One of Australia’s big four banks, Westpac, has announced it will support Australians who are doing it tough due to COVID-19 by allowing eligible customers to pause their credit card interest charges and repayments for a three-month support period.
According to Westpac, for three months, eligible customers will not be:
- Charged or accrue any interest on new card purchases or cash advances (note cash advance fees will still apply).
- Charged or accrue any interest on an existing amount owing on the card.
- Required to make any repayments.
However, it’s important to keep in mind that pausing credit card repayments may lead to snowballing debt if you’re not careful.
Summary of major Australia bank credit card options for COVID-19
|Westpac||Pause credit card repayments for 3 months, without charging interest on existing debt or new purchases and cash advances.|
|CBA||Late fee charges waived. Customers can move onto instalment plans (these typically have lower interest rates). Contact the bank to discuss other hardship measures, which could include moving to a low rate card and a repayment pause.|
|NAB||Minimum monthly repayments reduced to 0.05 per cent of closing balance or $5 (whichever is greater) for at least three months. $15 late fees waived. Lowering NAB’s Low Classic card interest rate by 1.00 per cent.|
|ANZ||Customers can move to a lower rate credit card and have the credit limit lowered. Other financial hardship assistance will be offered on a case by case basis.|
|ING||Repayment pause of up to 6 months. Inactive cards will have balance transferred to an instalment plan (interest rate of 9.99 per cent).|
|HSBC||Repayment pause of up to 6 months, can request temporary credit limit increase.|
Time to stay on top of debt
The ability to pause interest repayments is a significant gesture of support from Westpac.

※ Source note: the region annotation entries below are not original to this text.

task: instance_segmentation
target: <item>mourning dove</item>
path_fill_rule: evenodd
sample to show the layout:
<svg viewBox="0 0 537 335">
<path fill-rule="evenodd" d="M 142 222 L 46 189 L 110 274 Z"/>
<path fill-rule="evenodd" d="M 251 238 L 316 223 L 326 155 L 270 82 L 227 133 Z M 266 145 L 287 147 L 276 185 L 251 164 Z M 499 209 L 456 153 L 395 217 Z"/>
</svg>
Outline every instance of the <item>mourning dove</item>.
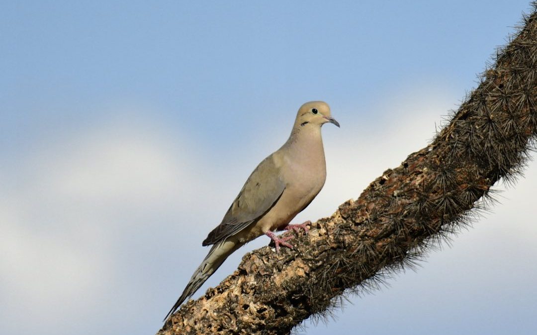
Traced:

Westpac Chief Executive, David Lindberg, said: “Since announcing our consumer COVID-19 support package last month, we have had more than 40,000 credit card customers come to us seeking additional support with managing their finances.”
“These measures will allow customers experiencing financial stress as a result of COVID-19 to have a temporary reprieve from repayments and interest.
“We are working hard to help all of our customers affected by this crisis and are changing our processes and policies to ensure we can support the individuals and families who need extra assistance,” said Mr Lindberg.
However, if your bank has allowed you to pause your credit card repayments but not your interest charges, you may find yourself with more debt than you started with. Interest will continue to accrue on any outstanding debt, especially if you’re unable to pay any of the balance off in your ‘pause’ period.
Further, it’s important to keep in mind that if, after a pause period, you’re still unable to make repayments, your debt may grow out of control.
You may need more than a temporary fix to get on top of your credit card debt.
Credit card debt tips during COVID-19
- Work on your budget and see if there’s anything you can cut out (weekly takeout meal, Netflix subscription etc.) and put towards your credit card debt.
- Look for things around the house that you may be able to sell on gumtree, eBay or FaceBook Marketplace for some extra cash.
- Consider switching to a lower rate credit card within your bank. This might help to take the pressure off if you have a credit card with a high interest rate. These tend to be no-frills credit cards though, so you may miss out on perks like rewards programs while you pay off your debt.
- Consider taking out a balance transfer so you have more time to work off your debt. Keep in mind balance transfer cards can come with costly interest rates if you make any additional purchases on the card, or if you don’t pay off your debt during the zero per cent balance transfer period.
- Contact your bank. See how your credit card provider may be able to assist you in this time through its hardship support programs.
- If you need additional support, consider reaching out to the National Debt Helpline on 1800 007 007.